Glean increasingly operates inside:
- the orchestration layer,
while also interacting heavily with: - memory,
- semantics,
- retrieval,
- and enterprise context infrastructure.
This is why Glean is much more than:
- a search product.
It is increasingly part of:
- enterprise intelligence infrastructure.
Why This Matters for the Future of Enterprise AI
The future of enterprise AI may not be dominated solely by:
- foundation model companies.
It may increasingly be shaped by:
- orchestration-layer companies.
Because enterprises ultimately need systems that can:
- coordinate intelligence operationally,
- unify fragmented workflows,
- maintain contextual continuity,
- enforce governance,
- and integrate across infrastructure layers.

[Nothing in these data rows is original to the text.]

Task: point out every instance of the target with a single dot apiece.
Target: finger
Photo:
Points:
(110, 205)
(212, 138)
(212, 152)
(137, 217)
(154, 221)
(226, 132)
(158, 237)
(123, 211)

This is where orchestration becomes:
- strategically defensible.
And why companies positioned inside this layer may gain significant long-term influence in the enterprise AI stack.
The Future Enterprise Will Run on Orchestrated Intelligence
The broader trend here is much larger than Glean itself.
Enterprise AI is evolving toward:
- intelligence-native operational systems.
That means businesses increasingly powered by:
- semantic coordination,
- retrieval infrastructure,
- AI agents,
- workflow orchestration,
- and governed intelligence environments.
In this future:
the orchestration layer may become:
- the operational backbone of enterprise intelligence.